Plaintiff's reliance on Lauder v. First Unum Life Insurance Co. is misplaced. 284 F.3d 375 (2d Cir. 2002). The plaintiff in Lauder had already established an underlying disability through submission of doctor's statements. Id. at 381--81. In rejecting the waiver claim, the court determined that the defendant merely waived its right to further investigate that disability since the plaintiff's qualification for coverage had already been established through the submission of medical reports. 284 F.3d at 381--82. This case stands in contrast to Lauder. The approval of good health - whether the burden was on Plaintiff to submit the necessary documentation, or on Defendant to request it - was a condition of Mr. Yoskowitz's receipt of additional coverage, and we do not deem the defense of lack of good health to have been waived. See Juliano, 221, F.3d at 288.

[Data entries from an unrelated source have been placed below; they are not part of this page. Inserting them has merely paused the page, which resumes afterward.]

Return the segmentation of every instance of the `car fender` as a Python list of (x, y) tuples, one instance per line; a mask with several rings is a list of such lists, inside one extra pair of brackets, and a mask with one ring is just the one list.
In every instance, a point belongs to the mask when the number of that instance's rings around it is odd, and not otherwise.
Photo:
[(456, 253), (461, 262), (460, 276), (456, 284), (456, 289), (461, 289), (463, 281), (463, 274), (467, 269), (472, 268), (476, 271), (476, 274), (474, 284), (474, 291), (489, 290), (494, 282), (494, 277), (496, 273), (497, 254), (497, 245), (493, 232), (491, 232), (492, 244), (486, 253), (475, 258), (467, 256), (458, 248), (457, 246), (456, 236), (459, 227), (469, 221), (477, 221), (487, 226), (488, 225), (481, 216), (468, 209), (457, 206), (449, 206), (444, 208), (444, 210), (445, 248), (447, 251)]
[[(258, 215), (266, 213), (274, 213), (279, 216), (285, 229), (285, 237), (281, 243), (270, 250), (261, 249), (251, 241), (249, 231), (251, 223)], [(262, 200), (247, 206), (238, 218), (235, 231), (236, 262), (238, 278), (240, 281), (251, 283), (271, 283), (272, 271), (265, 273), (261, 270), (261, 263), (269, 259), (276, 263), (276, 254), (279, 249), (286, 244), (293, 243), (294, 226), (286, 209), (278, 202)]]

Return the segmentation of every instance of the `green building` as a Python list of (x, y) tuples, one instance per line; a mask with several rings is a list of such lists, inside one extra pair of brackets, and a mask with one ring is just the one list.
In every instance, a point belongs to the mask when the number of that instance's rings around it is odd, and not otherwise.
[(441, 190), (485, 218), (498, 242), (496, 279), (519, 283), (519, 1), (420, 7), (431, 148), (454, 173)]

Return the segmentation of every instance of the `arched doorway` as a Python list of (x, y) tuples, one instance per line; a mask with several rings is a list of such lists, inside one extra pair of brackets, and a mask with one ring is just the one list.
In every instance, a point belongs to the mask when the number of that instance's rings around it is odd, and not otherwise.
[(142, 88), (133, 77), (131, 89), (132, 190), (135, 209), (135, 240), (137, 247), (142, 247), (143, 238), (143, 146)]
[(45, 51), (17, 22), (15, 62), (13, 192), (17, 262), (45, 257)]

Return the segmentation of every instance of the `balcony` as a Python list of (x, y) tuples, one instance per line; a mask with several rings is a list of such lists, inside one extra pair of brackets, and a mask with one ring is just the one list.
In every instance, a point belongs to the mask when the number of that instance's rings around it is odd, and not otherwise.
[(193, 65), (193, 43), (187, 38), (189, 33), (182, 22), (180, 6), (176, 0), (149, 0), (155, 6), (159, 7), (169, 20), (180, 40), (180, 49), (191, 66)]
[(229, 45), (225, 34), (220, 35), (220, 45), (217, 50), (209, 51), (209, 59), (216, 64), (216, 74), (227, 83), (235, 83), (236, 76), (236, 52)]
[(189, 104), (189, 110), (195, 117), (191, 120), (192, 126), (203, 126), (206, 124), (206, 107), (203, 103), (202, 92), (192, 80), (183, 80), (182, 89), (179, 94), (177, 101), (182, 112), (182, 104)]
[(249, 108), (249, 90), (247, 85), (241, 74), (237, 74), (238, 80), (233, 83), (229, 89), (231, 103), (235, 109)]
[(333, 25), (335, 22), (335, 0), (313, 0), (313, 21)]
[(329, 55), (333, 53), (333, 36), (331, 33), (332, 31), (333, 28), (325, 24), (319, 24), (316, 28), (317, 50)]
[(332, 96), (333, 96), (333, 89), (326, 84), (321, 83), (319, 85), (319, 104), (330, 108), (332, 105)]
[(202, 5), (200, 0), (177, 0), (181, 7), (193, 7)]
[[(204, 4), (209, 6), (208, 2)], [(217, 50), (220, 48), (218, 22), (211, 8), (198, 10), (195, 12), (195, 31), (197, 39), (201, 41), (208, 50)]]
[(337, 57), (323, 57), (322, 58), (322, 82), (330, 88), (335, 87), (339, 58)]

Based on the foregoing, we deny the cross-motions for summary judgment as to the appropriateness of Defendant's denial of Plaintiff's claim for full benefits. However, we find that the theories of estoppel and waiver asserted by Plaintiff are inapplicable. The parties are directed to submit to the Court in writing within thirty (30) days of this order a schedule for further proceedings in this case.